FL-Defender: Combating Targeted Attacks in Federated Learning
Najeeb Jebreel, Josep Domingo-Ferrer
TL;DR
This work addresses targeted poisoning in federated learning by identifying that attack-related last-layer gradients exhibit distinct directional patterns. It proposes FL-Defender, which builds robust features from worker-wise angular similarities of last-layer gradients, reduces redundancy with PCA, and re-weights updates based on the centroid deviation of these features. Empirical results on MNIST, CIFAR10, and IMDB show FL-Defender achieving lower attack success rates while preserving main-task accuracy and incurring minimal server-side overhead across iid and non-iid data distributions and across label-flipping and backdoor attacks. Overall, the approach offers a practical, model-size and data-distribution agnostic defense that improves upon state-of-the-art methods in defending targeted poisoning in FL.
Abstract
Federated learning (FL) enables learning a global machine learning model from local data distributed among a set of participating workers. This makes it possible i) to train more accurate models due to learning from rich joint training data, and ii) to improve privacy by not sharing the workers' local private data with others. However, the distributed nature of FL makes it vulnerable to targeted poisoning attacks that negatively impact the integrity of the learned model while, unfortunately, being difficult to detect. Existing defenses against those attacks are limited by assumptions on the workers' data distribution, may degrade the global model performance on the main task and/or are ill-suited to high-dimensional models. In this paper, we analyze targeted attacks against FL and find that the neurons in the last layer of a deep learning (DL) model that are related to the attacks exhibit a different behavior from the unrelated neurons, making the last-layer gradients valuable features for attack detection. Accordingly, we propose \textit{FL-Defender} as a method to combat FL targeted attacks.

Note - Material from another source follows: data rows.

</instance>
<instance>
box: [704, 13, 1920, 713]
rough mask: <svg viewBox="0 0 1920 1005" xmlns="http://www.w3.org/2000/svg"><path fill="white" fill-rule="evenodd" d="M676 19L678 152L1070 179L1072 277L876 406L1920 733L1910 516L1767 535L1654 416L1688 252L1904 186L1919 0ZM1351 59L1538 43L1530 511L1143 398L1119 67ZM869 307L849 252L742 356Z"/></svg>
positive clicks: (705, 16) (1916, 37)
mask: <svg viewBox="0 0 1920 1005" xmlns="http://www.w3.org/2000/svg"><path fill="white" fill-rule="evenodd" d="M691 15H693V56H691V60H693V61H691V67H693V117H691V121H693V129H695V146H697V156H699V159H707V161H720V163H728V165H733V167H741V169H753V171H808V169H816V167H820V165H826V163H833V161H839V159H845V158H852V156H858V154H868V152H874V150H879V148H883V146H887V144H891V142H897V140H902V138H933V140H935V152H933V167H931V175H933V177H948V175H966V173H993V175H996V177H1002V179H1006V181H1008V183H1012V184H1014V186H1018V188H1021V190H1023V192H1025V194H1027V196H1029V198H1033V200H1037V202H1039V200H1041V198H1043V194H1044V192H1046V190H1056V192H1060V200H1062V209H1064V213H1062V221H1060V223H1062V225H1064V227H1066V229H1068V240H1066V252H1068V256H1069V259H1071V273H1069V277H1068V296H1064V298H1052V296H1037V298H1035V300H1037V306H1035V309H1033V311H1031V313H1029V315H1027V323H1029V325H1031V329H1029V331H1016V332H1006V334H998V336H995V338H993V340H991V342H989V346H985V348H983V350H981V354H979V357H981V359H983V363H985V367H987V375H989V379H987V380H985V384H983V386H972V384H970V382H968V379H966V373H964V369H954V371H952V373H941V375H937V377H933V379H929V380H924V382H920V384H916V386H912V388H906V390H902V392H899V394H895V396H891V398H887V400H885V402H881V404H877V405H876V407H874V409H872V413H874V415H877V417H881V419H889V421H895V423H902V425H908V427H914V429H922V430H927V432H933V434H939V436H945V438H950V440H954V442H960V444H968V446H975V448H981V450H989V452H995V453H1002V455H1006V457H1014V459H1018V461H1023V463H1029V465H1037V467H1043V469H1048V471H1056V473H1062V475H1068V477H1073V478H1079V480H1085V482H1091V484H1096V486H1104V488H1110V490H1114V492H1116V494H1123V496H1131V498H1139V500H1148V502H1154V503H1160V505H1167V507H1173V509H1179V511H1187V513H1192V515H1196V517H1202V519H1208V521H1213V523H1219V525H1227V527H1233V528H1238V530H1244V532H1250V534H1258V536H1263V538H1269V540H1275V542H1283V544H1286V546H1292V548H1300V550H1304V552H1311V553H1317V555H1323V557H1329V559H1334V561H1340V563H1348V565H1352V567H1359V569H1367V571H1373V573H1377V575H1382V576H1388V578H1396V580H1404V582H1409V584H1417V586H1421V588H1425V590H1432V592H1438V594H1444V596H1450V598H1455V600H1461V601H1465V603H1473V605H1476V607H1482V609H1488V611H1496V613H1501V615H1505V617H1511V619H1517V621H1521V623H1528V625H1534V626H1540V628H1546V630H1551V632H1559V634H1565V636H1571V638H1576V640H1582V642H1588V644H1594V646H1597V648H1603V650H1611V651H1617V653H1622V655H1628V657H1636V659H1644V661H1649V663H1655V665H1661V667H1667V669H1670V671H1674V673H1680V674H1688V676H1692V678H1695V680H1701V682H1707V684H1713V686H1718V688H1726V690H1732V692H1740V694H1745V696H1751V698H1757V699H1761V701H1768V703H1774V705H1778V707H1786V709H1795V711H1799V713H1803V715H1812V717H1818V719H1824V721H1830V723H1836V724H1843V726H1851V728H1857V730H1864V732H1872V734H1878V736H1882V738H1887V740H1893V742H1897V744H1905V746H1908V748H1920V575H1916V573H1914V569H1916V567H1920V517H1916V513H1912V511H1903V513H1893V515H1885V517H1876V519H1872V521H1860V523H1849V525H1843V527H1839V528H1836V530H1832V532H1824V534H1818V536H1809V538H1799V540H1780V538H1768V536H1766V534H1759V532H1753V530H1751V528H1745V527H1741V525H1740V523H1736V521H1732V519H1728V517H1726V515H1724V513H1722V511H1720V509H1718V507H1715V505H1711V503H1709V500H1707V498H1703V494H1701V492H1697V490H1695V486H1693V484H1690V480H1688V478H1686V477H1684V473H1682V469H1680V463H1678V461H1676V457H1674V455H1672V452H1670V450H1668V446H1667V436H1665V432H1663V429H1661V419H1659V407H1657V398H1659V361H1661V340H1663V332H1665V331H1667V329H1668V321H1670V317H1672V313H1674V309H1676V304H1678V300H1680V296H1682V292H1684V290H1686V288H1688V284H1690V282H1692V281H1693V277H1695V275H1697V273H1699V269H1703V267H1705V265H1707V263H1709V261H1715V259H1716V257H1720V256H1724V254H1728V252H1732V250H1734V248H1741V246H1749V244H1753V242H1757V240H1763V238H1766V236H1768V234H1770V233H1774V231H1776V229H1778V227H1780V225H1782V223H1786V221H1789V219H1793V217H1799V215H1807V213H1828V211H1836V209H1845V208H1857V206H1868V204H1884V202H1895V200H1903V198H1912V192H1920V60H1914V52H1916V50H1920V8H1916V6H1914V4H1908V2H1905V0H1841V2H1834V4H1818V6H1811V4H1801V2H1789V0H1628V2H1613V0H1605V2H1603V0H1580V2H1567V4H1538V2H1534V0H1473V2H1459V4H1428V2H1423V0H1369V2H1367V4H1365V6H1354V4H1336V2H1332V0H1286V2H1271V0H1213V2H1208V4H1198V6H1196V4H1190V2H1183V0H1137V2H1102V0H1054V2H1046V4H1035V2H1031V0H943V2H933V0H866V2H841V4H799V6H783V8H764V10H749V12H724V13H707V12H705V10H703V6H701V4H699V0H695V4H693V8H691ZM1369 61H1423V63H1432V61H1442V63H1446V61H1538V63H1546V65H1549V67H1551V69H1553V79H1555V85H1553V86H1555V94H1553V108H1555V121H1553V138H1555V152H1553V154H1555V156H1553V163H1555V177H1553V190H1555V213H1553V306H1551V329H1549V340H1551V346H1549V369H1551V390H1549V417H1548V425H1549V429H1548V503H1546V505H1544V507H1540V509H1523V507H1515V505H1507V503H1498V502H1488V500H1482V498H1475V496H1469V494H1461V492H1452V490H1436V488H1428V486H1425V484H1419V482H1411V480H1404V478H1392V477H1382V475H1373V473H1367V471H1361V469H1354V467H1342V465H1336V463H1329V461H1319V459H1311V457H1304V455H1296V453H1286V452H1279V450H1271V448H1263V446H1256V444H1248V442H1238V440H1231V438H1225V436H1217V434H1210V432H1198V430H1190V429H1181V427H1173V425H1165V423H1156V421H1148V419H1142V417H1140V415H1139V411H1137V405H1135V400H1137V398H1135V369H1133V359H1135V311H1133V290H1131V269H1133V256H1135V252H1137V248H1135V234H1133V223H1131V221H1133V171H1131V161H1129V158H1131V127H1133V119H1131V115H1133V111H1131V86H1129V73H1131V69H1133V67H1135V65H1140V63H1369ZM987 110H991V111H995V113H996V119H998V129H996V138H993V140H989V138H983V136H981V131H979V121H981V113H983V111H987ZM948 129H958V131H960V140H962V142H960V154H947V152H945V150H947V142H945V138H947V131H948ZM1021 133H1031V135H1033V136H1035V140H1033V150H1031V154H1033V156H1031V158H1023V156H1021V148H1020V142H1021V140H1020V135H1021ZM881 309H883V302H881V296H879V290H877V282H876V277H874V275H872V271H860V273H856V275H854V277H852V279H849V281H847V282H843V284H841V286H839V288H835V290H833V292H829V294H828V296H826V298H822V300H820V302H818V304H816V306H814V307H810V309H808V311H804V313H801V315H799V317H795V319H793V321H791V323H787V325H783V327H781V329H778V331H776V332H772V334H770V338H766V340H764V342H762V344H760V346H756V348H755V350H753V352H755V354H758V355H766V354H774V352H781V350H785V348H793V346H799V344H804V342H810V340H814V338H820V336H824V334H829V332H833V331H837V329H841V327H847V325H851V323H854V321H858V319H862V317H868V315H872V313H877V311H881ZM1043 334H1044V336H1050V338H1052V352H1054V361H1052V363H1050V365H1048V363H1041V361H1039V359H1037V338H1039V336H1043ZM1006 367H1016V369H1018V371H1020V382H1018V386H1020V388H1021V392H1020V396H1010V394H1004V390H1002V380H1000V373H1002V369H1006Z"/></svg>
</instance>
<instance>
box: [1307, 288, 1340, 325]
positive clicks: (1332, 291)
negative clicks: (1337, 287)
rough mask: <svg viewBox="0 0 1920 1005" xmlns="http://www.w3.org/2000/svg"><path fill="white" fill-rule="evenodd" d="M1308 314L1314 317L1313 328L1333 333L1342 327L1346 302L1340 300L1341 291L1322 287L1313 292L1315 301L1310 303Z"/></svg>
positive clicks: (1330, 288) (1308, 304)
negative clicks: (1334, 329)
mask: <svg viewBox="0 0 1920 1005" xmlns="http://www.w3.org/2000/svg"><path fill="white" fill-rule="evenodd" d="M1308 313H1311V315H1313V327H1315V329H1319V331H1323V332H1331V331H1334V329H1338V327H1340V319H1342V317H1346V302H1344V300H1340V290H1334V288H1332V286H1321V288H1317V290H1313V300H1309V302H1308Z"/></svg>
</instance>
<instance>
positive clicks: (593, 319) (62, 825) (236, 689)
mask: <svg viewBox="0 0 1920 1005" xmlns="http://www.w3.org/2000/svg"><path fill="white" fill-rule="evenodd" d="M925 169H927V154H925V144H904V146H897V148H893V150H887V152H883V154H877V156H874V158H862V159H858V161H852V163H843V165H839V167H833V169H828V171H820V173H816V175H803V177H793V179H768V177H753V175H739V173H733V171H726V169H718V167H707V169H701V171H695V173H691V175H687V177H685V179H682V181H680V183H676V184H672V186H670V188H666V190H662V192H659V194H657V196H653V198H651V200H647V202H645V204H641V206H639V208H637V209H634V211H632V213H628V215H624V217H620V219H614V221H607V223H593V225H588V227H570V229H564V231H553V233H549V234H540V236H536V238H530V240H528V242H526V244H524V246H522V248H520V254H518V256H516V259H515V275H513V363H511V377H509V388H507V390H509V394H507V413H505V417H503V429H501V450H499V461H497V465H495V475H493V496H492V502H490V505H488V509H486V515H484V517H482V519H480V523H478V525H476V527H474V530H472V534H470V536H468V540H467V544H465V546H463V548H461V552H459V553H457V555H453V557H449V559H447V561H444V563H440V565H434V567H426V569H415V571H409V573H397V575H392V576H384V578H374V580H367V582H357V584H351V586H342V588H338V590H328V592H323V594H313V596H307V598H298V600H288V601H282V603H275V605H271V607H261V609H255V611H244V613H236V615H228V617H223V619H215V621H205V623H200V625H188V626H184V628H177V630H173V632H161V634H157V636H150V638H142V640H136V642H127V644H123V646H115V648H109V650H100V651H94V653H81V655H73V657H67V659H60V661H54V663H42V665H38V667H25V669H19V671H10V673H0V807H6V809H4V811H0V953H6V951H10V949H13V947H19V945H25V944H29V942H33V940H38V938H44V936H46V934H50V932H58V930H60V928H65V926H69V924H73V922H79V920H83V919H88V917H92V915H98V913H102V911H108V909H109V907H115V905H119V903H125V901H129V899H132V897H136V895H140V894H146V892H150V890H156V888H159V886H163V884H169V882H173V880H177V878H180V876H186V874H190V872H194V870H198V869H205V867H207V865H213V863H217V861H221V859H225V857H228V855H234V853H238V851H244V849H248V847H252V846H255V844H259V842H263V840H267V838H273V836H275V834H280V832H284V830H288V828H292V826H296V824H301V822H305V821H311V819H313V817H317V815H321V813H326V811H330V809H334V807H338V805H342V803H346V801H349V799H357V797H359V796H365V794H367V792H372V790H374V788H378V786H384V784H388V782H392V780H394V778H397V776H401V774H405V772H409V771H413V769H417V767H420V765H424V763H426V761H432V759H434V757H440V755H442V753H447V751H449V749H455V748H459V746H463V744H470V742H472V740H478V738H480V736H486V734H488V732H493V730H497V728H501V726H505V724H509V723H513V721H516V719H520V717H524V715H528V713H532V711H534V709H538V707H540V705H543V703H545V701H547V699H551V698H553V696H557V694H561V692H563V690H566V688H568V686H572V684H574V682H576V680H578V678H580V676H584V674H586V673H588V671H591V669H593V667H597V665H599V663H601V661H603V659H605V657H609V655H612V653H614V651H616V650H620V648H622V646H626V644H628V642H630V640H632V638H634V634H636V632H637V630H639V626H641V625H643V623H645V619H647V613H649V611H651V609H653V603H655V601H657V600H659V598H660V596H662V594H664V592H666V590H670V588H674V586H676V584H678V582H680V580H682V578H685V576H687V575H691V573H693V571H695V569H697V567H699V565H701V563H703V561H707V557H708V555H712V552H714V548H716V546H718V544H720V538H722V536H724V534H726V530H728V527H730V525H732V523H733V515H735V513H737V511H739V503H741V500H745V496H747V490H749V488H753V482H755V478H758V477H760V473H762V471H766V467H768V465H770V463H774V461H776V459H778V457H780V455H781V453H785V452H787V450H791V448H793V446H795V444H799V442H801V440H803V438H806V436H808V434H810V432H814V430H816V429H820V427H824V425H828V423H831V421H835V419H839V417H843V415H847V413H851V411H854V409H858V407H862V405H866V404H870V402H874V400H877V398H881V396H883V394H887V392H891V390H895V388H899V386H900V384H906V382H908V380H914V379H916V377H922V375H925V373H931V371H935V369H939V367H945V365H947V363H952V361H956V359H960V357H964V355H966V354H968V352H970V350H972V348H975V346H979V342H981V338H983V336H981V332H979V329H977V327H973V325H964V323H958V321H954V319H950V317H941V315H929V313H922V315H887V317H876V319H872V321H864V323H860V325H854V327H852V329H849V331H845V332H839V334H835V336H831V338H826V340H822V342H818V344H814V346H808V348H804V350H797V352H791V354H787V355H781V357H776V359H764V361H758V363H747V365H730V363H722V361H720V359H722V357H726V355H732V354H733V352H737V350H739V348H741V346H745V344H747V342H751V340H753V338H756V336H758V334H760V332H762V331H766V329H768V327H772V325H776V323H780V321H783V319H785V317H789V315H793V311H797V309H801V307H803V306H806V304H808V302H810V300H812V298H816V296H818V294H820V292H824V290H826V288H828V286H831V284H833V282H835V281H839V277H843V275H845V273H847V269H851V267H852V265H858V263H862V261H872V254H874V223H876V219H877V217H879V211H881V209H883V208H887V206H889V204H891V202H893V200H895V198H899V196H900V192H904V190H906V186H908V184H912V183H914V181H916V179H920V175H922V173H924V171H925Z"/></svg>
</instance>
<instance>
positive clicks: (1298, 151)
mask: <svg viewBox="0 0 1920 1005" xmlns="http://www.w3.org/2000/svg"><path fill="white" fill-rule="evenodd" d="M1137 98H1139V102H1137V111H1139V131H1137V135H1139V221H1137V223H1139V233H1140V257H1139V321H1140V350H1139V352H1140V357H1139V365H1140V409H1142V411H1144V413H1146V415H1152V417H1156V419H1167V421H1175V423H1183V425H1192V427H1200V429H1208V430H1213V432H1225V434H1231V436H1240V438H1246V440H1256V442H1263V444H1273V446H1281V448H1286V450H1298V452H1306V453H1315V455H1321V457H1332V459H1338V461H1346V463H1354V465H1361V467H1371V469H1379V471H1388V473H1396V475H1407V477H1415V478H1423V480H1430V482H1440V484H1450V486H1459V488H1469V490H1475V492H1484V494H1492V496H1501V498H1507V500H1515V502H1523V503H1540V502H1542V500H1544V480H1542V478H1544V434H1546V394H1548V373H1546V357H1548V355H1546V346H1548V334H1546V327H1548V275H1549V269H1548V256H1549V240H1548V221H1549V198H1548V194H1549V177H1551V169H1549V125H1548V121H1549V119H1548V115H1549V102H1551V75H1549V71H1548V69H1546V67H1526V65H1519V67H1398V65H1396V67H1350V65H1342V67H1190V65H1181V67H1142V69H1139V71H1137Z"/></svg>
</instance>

It consists of i) engineering more robust discriminative features by calculating the worker-wise angle similarity for the workers' last-layer gradients, ii) compressing the resulting similarity vectors using PCA to reduce redundant information, and iii) re-weighting the workers' updates based on their deviation from the centroid of the compressed similarity vectors. Experiments on three data sets with different DL model sizes and data distributions show the effectiveness of our method at defending against label-flipping and backdoor attacks. Compared to several state-of-the-art defenses, FL-Defender achieves the lowest attack success rates, maintains the performance of the global model on the main task and causes minimal computational overhead on the server.